What my project will be: I want to do a comparison of the effectiveness of different possible ich treatments on saltwater fish. There's two ways I was thinking about going with this, suggestions on which way to go would be helpful.
A: Copper (chelated or otherwise) is often regarded as the best method of destroying ich, but has major drawbacks in that it is often impossible to catch sick fish for quarantine, and if sick fish are treated in the display tank the copper nukes all invertebrates and makes live rock and sand completely useless. The other methods I wish to compare to copper are UV filtering of the water, hyposalinity of the water, and Kordon's Ich-Attack (supposed to be a 'natural' 'organic' method).
B: Alternatively, I would like to consider the effect of different copper treatments on ich-infested fish. Cupramine (activated copper), "ionic" copper sulfate, and chelated copper are all possible alternatives.
How/Where I will research this:
A. I would like a group of five fish, from the same store and if possible from the same hatching. One is for a control, the other four will be tested with copper, uv filtering, hyposalinity, and Ich-Attack. I plan to use the water from a pet store (possibly water from another person's tank if they're experiencing an outbreak of ich) in the tank and to stress the fish out (which hopefully will make them catch ich). After all fish show signs of illness (white spots, scratching themselves) they will be moved to separate quarantine tanks and administration of each treatment will begin.

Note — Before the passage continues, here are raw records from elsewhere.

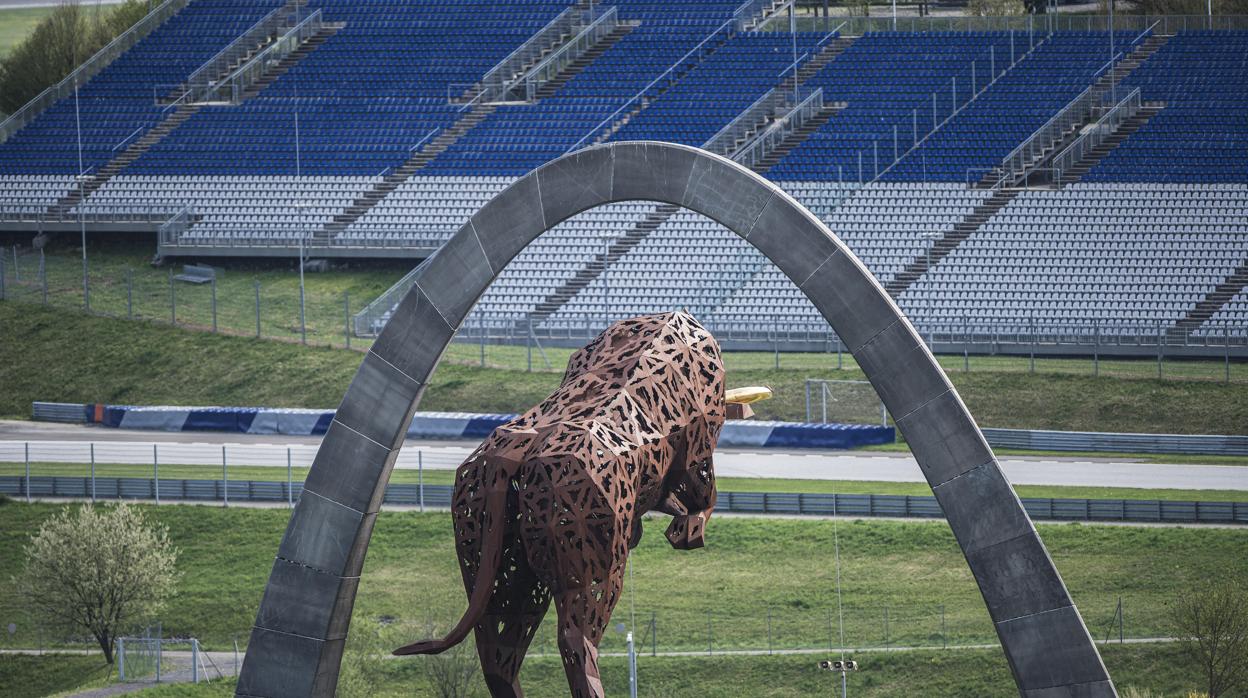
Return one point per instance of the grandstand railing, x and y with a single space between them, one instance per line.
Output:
91 68
251 71
766 141
557 61
40 211
1002 335
271 26
1048 23
511 71
1097 134
607 126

B. About the same procedure, just with different copper treatments instead.
Questions:
1. How nitpicky do you want us to be with measurements? For example - I could make a count of white spots observed on a fish and fish behavior/body weight as a measure of their illness, or I could try to borrow a microscope, do slime coat scrapings on the fish and count parasites observed in the lens field. Which would be better?
2. Cost: I need to find a fish that is susceptible to ich (if they're too tough and don't catch ich, I can't test treatments on them), yet one that isn't too expensive. I know tangs get it easily, but at $30-40 a fish that is way out of my budget. Any suggestions would be extremely helpful.

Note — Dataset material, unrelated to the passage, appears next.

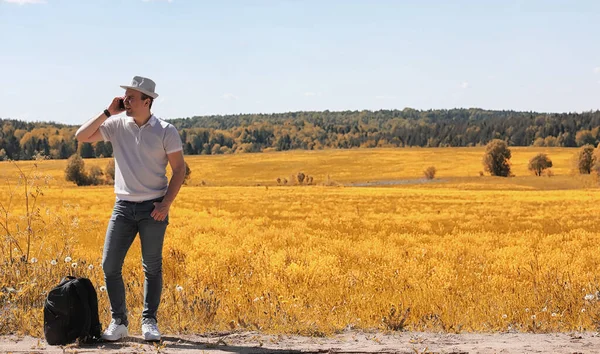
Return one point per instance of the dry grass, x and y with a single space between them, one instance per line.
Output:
469 253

3. I'm contemplating how to get around equipment needs/electricity costs right now. I have decided that simple fishbowls will do for the quarantine tanks, and I can get away with Hydor mini 7.5 watt heaters. My problem is filtration. I have to have separate filter systems for each tank, and was thinking about merely doing very consistent, small water changes (although that wouldn't be in keeping with a 'real' fish tank). Not sure if there's smaller filters that I've overlooked for some reason, or if that would actually be a viable suggestion.
4. Given all the difficulties with measuring, the only small chance that the fish I get will actually get sick, and the ethical concerns about purposefully making animals ill, do you think I should even pursue this idea? It seems not only costly, but I would probably be responsible for at least one fish death (the control will receive no treatment whatsoever, and will likely perish).